CLU art exhibit spotlights movie posters
Dance is dominant image in posters from '30s, '40sOctober 25, 2013
Exhibit highlights include the original French-release poster for “An American in Paris” that belonged to Gene Kelly.
(THOUSAND OAKS, Calif. – Oct. 25, 2013) A new exhibit at California Lutheran University highlights the art of vintage movie posters.
“Gotta Dance!” opens Friday, Nov. 15, in the William Rolland Gallery of Fine Art and runs through Saturday, Feb. 8. A reception will be held from 6 to 8 p.m. Saturday, Nov. 16.
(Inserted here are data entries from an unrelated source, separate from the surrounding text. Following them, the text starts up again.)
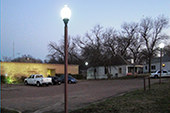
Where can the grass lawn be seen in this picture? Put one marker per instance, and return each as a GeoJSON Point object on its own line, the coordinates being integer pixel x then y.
{"type": "Point", "coordinates": [156, 100]}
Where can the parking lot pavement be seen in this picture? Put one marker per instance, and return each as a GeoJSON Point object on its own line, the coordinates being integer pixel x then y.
{"type": "Point", "coordinates": [29, 99]}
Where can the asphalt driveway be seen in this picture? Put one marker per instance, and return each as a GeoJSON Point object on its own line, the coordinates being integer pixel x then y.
{"type": "Point", "coordinates": [32, 99]}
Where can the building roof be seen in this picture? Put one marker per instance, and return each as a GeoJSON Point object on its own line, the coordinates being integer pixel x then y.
{"type": "Point", "coordinates": [119, 60]}
{"type": "Point", "coordinates": [165, 58]}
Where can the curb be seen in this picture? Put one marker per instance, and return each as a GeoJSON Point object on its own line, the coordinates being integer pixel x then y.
{"type": "Point", "coordinates": [11, 109]}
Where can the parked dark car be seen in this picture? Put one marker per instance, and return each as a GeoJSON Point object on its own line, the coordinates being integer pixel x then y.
{"type": "Point", "coordinates": [70, 79]}
{"type": "Point", "coordinates": [55, 80]}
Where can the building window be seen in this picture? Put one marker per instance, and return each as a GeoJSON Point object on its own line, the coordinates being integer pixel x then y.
{"type": "Point", "coordinates": [106, 70]}
{"type": "Point", "coordinates": [120, 70]}
{"type": "Point", "coordinates": [153, 67]}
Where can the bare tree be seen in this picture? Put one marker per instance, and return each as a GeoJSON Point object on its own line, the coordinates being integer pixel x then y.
{"type": "Point", "coordinates": [56, 52]}
{"type": "Point", "coordinates": [151, 32]}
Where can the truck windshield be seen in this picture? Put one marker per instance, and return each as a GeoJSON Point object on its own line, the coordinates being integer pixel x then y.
{"type": "Point", "coordinates": [39, 76]}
The free exhibit features 40 posters selected for their artistic and historical significance by movie producer Mike Kaplan from his collection. It spotlights the film poster as an underappreciated art form and explores the diverse ways dance has been used as a dominant image.
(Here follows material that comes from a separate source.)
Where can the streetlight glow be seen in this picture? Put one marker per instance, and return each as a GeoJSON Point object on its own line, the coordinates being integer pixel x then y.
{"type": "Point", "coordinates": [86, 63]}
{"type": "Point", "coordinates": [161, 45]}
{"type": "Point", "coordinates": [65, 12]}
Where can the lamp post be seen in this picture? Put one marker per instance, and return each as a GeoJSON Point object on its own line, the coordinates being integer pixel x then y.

The majority of the works date from between 1930 and 1950, a golden age for movie poster design. Many are from overseas, where designers made extensive use of illustrations rather than photos.
Highlights include an original French-release poster for “An American in Paris” that belonged to Gene Kelly, a poster featuring a young James Stewart dancing with Eleanor Powell in “Born to Dance” and an immaculate image of Fred Astaire and Ginger Rogers in elegant evening attire for “Carefree.” The exhibit also features a rare American 40-by-60-inch “Strike Up the Band” poster featuring Mickey Rooney and Judy Garland in caricaturist Al Hirschfeld’s design.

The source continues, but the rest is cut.